Livy didn’t like anything that he perceived as degenerate. What he particularly didn’t like was the idea of free-born Romans of both sexes meeting at night and drinking lots of wine. As to the awful foreignness that he feels is to blame, there is really no evidence that the Romans were very bothered about it. It was always pretty much a cornerstone of their foreign policy that they embraced and assimilated the religious beliefs of other countries and it worked quite well for them. Bacchanals continued to happen but with smaller groups of people. Eventually Bacchus had his festival combined with that of another Roman god of wine Liber.
It seems Bacchus has always been thought of as a god who came from somewhere else. Even in Greece, when he was Dionysus, he was thought to have come from either the east, in India or the south in Egypt. He is often represented triumphantly and chaotically arriving from some far off destination beyond the limits of the known world. He brings with him a procession of wild women and satyrs. He is a protector of those who do not belong to conventional society. He represents freedom. All the wine, the music and ecstatic dancing associated with his cult freed people from self-consciousness, from fear, from care.

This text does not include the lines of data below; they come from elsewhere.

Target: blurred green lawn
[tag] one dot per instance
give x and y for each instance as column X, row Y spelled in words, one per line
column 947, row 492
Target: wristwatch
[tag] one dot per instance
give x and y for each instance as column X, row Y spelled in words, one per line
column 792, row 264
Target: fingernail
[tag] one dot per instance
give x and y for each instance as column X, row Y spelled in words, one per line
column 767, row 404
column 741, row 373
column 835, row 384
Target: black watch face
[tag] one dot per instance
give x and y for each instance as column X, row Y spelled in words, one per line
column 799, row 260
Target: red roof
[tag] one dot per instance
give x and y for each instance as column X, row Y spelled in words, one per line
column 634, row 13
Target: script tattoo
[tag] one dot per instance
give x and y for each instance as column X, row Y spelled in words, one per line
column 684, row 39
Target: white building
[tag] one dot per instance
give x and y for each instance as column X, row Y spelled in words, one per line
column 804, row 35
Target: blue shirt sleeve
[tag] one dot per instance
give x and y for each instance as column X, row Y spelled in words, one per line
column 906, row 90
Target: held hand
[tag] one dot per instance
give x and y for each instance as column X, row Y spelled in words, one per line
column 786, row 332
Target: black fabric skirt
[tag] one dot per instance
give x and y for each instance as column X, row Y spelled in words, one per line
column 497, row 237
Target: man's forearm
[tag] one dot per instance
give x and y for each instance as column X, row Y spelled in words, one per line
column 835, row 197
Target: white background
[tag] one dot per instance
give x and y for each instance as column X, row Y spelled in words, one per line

But he also represents everything that is chaotic, dangerous and unexpected and there are lots of stories about people who got on the wrong side of him. My favourite at the moment is one about the time he hired a pirate ship to take him to Naxos. But instead they tried to take him to Asia so they could sell him as a slave. He turned the masts and oars into snakes and filled the ship with ivy and the sound of flutes. This drove the pirates mad and they jumped into the sea and were turned into dolphins.
Dionysus/Bacchus was the last god to be admitted to Olympus and the only one to have a human mother. The circumstances of his birth are unusual. Perhaps his father Zeus rescued his unborn body from his mother, who was blasted into oblivion by the sight of an undisguised god in all his splendour. Alternatively, he was torn apart as a baby by a race of giants called the Titans. After that, they boiled him and then roasted him. It is a story that reminds me of some of the tales I’ve read about early Christian martyrs. In the second version, his father managed to rescue only his heart. Zeus then sewed the baby, or his heart into his own thigh until the child was either ready to be born or had been remade. Either seem equally plausible. It is the sort of story that Lucian was making fun of in his ‘True History‘ that I mentioned last week.